# Accessing PAD Datasets


---

**Welcome to our Quick Start Guide!** In this notebook, we'll guide you on how to access datasets from the [Paper Analytical Device (PAD) Dataset Registry](https://github.com/PaperAnalyticalDeviceND/pad_dataset_registry) for model training.

This guide includes detailed steps on setting up your environment, installing necessary dependencies, exploring available datasets, downloading your selected dataset, storing it locally, and visualizing its metadata.

**User-Friendly:** Designed with Google Colab in mind, this guide is also compatible with any environment supporting Python 3.9 or newer.

If you have any questions or need further assistance, please feel free to contact pmoreira@nd.edu.

Enjoy your journey through the datasets and happy modeling!


---



# Setup Enviroment

In [None]:
# Setup Environment

# Install dependencies required for the project.

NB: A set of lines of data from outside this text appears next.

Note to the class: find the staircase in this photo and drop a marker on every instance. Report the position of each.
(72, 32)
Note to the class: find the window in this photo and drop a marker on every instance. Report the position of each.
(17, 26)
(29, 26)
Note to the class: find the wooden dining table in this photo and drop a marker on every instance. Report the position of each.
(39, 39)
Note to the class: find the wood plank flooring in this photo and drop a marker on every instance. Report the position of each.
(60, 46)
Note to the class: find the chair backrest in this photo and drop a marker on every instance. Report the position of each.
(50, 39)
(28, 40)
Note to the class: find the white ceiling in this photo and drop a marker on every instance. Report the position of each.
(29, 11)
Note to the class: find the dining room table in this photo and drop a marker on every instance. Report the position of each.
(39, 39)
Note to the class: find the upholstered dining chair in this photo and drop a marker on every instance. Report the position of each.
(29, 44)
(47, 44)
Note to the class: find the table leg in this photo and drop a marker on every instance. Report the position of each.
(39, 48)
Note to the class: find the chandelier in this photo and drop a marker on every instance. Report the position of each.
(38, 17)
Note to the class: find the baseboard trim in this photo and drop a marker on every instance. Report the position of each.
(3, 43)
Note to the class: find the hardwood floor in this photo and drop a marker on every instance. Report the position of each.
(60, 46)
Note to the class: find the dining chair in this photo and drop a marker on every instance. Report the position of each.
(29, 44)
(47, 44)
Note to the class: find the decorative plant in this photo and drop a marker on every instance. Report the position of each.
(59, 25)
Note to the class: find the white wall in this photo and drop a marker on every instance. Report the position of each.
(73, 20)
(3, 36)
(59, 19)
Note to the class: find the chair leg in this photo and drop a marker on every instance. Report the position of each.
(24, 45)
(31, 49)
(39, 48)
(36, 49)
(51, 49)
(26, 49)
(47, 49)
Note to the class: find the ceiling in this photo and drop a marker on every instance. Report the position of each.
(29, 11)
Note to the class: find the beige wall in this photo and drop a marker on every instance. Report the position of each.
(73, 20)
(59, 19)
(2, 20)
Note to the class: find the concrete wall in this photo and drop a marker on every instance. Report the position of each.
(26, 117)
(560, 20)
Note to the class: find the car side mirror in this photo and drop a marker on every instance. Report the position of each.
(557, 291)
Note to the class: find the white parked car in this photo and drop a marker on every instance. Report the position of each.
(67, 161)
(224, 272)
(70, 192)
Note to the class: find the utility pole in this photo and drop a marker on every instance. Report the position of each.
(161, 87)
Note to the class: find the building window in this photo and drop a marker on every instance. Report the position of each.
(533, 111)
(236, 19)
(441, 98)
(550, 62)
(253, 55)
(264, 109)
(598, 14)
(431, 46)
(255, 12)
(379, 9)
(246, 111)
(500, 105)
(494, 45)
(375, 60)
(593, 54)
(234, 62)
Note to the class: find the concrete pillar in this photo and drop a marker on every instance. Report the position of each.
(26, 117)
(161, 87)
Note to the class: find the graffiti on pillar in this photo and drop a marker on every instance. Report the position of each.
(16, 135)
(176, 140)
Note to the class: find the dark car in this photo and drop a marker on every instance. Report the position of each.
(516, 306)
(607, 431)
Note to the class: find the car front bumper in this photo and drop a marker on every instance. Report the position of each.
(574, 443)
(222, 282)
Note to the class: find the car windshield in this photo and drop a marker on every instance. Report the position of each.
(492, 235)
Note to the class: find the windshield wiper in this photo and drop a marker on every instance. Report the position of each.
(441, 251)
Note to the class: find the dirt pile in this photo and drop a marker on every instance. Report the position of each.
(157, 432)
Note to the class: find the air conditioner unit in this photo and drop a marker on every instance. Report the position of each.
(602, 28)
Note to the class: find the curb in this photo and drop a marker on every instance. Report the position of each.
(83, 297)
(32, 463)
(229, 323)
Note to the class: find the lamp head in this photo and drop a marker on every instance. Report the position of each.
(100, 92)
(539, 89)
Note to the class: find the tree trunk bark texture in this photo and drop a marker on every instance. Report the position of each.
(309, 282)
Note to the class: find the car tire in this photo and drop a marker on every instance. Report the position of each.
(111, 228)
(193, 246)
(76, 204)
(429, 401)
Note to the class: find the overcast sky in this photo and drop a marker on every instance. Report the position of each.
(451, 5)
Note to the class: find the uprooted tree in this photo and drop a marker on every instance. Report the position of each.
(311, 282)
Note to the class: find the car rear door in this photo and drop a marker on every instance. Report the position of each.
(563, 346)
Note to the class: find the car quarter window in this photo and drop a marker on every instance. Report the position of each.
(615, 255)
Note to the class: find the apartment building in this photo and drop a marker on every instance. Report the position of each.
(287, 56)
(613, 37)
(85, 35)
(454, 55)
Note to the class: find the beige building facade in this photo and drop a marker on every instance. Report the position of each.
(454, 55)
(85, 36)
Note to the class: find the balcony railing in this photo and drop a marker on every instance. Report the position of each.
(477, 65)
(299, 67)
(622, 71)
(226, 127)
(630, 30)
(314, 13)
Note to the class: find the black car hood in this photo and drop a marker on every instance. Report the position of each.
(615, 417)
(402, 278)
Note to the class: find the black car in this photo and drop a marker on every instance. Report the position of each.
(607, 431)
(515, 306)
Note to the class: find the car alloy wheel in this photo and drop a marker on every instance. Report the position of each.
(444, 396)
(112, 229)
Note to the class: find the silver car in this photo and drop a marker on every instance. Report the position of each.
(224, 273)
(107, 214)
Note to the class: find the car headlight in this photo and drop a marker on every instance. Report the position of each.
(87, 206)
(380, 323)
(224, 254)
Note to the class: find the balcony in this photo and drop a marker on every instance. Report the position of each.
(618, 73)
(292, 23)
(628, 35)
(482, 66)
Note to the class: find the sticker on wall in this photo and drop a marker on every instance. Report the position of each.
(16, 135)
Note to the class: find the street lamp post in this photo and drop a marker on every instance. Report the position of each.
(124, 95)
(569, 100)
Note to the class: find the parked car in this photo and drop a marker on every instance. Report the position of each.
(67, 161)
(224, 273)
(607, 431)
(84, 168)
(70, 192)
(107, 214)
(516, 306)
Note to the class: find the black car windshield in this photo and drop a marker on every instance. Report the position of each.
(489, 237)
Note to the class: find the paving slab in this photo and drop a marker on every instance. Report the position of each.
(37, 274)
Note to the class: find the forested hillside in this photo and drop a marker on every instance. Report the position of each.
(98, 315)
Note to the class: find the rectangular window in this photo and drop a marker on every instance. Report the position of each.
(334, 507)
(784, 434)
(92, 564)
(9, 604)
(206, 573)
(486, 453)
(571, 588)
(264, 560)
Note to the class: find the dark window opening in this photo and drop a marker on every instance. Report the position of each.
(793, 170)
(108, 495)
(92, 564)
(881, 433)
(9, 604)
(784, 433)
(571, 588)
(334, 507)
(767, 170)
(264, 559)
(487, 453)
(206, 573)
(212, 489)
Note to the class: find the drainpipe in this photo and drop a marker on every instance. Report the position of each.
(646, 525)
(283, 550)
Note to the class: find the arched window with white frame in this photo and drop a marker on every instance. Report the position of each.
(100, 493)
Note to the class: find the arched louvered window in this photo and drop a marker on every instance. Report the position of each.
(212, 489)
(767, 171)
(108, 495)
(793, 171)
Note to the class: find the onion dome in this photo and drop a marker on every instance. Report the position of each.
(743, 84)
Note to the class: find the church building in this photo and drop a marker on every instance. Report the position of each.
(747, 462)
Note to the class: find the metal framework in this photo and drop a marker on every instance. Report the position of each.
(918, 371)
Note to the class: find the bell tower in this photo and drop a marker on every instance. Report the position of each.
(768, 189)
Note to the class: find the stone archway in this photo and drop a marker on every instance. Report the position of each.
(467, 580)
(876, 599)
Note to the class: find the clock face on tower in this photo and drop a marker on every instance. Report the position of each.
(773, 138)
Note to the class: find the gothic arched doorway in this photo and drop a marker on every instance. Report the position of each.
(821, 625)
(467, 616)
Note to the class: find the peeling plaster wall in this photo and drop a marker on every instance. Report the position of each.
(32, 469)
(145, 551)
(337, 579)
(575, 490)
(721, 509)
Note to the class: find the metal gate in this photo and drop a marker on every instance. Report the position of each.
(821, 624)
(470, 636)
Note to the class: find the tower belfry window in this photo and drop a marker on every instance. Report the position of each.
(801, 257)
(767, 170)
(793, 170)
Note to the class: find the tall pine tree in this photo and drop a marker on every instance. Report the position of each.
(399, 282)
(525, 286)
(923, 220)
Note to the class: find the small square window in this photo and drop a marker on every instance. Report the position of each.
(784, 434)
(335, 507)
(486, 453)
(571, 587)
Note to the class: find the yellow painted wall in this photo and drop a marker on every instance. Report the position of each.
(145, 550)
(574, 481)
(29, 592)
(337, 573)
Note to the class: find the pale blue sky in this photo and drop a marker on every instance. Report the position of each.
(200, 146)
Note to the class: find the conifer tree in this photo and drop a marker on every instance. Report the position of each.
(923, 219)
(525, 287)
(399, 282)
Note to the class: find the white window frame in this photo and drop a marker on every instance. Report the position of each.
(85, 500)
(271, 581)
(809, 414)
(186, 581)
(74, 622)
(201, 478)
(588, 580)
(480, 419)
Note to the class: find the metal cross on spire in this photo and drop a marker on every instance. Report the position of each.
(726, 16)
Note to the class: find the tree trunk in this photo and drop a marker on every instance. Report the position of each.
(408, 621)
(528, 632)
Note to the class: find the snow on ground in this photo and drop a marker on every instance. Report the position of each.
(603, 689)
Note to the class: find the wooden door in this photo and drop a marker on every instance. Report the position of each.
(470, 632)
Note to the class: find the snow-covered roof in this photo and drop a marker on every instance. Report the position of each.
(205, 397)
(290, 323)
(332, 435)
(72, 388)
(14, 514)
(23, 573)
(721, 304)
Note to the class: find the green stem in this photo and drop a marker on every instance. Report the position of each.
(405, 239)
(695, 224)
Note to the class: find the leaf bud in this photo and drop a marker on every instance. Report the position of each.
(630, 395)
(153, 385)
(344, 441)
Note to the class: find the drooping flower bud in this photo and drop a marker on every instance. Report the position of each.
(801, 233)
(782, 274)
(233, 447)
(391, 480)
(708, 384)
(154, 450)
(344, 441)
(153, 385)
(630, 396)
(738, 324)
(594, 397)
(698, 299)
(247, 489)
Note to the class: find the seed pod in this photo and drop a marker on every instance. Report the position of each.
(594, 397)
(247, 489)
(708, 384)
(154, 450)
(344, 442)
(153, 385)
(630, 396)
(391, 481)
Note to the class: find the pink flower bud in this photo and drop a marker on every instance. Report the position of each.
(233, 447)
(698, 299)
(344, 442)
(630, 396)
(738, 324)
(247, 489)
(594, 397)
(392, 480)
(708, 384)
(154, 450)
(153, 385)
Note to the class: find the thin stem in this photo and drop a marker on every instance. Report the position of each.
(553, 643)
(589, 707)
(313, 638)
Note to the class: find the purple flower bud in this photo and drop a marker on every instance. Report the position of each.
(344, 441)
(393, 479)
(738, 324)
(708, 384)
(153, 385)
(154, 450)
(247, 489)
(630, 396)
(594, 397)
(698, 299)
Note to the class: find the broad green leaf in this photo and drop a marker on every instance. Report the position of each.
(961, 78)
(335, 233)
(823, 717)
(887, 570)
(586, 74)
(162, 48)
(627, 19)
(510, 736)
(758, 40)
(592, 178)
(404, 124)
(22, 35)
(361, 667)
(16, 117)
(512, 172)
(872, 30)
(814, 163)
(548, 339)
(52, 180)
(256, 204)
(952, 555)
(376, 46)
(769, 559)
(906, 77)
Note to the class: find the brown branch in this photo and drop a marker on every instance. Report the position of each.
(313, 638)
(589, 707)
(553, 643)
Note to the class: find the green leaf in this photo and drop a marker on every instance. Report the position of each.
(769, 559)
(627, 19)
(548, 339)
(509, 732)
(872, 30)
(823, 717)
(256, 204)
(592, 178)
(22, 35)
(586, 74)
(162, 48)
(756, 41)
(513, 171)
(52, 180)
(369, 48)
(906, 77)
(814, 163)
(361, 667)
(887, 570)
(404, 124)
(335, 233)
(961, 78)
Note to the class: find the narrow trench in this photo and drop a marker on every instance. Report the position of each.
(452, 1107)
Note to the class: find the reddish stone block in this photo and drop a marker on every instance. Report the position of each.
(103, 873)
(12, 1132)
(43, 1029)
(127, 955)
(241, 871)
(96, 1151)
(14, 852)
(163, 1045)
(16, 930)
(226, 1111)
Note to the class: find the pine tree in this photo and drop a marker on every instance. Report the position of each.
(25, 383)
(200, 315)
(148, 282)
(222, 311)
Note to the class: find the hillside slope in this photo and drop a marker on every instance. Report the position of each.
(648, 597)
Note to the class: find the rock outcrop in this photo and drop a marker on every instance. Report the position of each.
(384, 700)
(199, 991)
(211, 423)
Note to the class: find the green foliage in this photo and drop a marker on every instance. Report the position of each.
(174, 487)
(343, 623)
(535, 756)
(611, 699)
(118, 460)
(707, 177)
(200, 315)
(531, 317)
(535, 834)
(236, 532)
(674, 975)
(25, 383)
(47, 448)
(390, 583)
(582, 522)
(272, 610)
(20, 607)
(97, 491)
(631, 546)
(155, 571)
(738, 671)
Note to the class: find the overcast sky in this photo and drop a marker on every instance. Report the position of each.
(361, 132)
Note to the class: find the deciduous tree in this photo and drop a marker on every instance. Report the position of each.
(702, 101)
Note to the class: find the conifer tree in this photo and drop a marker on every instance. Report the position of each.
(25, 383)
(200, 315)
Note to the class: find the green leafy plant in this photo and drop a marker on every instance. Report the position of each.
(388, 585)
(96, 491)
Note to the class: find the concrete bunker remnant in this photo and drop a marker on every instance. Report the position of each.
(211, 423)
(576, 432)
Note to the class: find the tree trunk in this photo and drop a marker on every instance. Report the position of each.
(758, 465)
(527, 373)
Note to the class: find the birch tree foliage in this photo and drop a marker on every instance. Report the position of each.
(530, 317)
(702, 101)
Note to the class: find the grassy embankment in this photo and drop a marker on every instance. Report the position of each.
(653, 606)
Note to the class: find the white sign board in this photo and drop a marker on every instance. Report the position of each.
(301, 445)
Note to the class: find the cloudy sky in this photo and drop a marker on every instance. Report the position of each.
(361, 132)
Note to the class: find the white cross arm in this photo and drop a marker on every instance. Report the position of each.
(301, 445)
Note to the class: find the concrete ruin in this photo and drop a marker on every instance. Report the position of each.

This includes DVC for data version control,
# and DVC-GDrive to enable storage integration with Google Drive for dataset storage.
!pip install dvc dvc-gdrive &> /dev/null

# The line below is commented out because these packages are already installed
# in the Colab; uncomment if you are on your local computer
# !pip install pandas opencv-python matplotlib

# Define constants for file and directory names to be used in the project.
DEV_FNAME = 'metadata_dev.csv'  # Name of the development dataset metadata file.
TEST_FNAME = 'metadata_test.csv'  # Name of the test dataset metadata file.
DEV_IMAGES_PATH = 'images_dev'  # Directory path for development dataset images.
TEST_IMAGES_PATH = 'images_test'  # Directory path for test dataset images.
REPORT_PATH = 'report'  # Directory path for storing reports generated from analyses.


# **List** Datasets

In [None]:
# Use the `dvc list` command to retrieve a list of datasets available in the PAD Dataset Registry.
!dvc list https://github.com/PaperAnalyticalDeviceND/pad_dataset_registry datasets

# **Download** a dataset from the previous dataset list


## Functions

In [None]:
##****************************************************************************##
# Downloading functions
##****************************************************************************##
import csv, os
import requests
from concurrent.futures import ThreadPoolExecutor
from tqdm import tqdm


def download_file(url, filename, images_path):
    """Download a file from a URL and save it to a local file."""
    response = requests.get(url, stream=True)
    if response.status_code == 200:
        path = os.path.join(images_path, filename)
        with open(path, 'wb') as f:
            for chunk in response.iter_content(1024):
                f.write(chunk)

def download_files_from_csv_file(file_path, images_path):
    """Download files in parallel based on URLs from a CSV file with a progress bar."""
    # Open the CSV file and parse its content
    with open(file_path, newline='') as csvfile:
        rows = list(csv.DictReader(csvfile)) # Convert to list for tqdm

        # Initialize tqdm for the progress bar
        pbar = tqdm(total=len(rows), desc="Downloading files")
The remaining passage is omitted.